3-2-1: A Simple Rule for Complex Data Protection
When companies lose data, the ripple effect reaches all the way to the bottom line. For a gargantuan company like Amazon, data loss and its associated downtime would cost more than $65 million per minute, Acronis Fellow Joel Berman writes in TechRadar. For small and medium businesses, downtime can be just as painful.
In a study from Acronis and IDC, 80 percent of SMBs estimate that data recovery costs $20,000 per hour. The remaining 20 percent put that figure at more than $100,000 per hour.
Companies incur additional costs from lost goodwill and legal fines when customer data is compromised. At Maricopa Community College in Arizona, a massive security breach exposed personal information of 2.4 million former students and faculty. The board allocated $17 million to address the fallout, specifically maintaining a call center and retaining a law firm.

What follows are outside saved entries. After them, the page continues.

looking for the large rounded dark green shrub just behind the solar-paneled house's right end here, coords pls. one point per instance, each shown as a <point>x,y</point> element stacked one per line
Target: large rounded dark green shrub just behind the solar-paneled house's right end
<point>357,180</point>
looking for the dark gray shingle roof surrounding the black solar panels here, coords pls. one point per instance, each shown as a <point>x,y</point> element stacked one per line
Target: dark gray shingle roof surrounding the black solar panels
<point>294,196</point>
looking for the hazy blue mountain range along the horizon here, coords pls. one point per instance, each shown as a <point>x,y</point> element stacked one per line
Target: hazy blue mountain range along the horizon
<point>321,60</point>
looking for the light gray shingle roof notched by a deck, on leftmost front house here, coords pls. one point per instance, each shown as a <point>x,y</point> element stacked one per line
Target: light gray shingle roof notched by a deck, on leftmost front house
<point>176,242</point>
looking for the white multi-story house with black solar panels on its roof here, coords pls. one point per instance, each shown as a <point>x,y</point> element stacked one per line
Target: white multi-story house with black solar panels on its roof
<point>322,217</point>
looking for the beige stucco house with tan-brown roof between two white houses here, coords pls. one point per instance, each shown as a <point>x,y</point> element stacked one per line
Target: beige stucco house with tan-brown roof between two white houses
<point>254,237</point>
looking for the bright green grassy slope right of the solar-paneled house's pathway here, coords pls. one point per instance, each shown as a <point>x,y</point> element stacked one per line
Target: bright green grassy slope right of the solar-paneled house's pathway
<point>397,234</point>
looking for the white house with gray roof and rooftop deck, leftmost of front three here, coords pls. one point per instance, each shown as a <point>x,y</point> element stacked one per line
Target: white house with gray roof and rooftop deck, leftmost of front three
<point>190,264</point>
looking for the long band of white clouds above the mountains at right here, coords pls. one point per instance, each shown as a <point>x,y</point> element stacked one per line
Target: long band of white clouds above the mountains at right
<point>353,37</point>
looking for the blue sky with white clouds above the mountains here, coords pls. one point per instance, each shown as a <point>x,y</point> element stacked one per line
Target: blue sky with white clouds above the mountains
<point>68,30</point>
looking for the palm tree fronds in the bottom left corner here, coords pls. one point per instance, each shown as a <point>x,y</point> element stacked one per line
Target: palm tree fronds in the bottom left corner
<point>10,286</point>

Data backup is more complex than ever for IT managers today, as companies strive to protect physical, virtual and cloud environments. “These incidents prove that today, more than ever, all companies need a comprehensive data protection plan, so that at least one copy of data will always survive,” Berman says. He recommends that companies follow the 3-2-1 rule: Make three copies of every piece of important data, store that data in two different formats and keep one copy offsite. Here’s a further breakdown.
- Three copies ensure that no single event will wipe out all the data.
- Two formats likely includes an internal drive plus external media (disk, tape, network, cloud, etc.)
- One copy offsite protects data against a physical disasters like theft, fire or flooding.
Data loss is a question of if, not when, Berman says. The faster that companies implement the 3-2-1 rule and establish a plan, the better equipped they’ll be to prevent an incident from escalating to a disaster.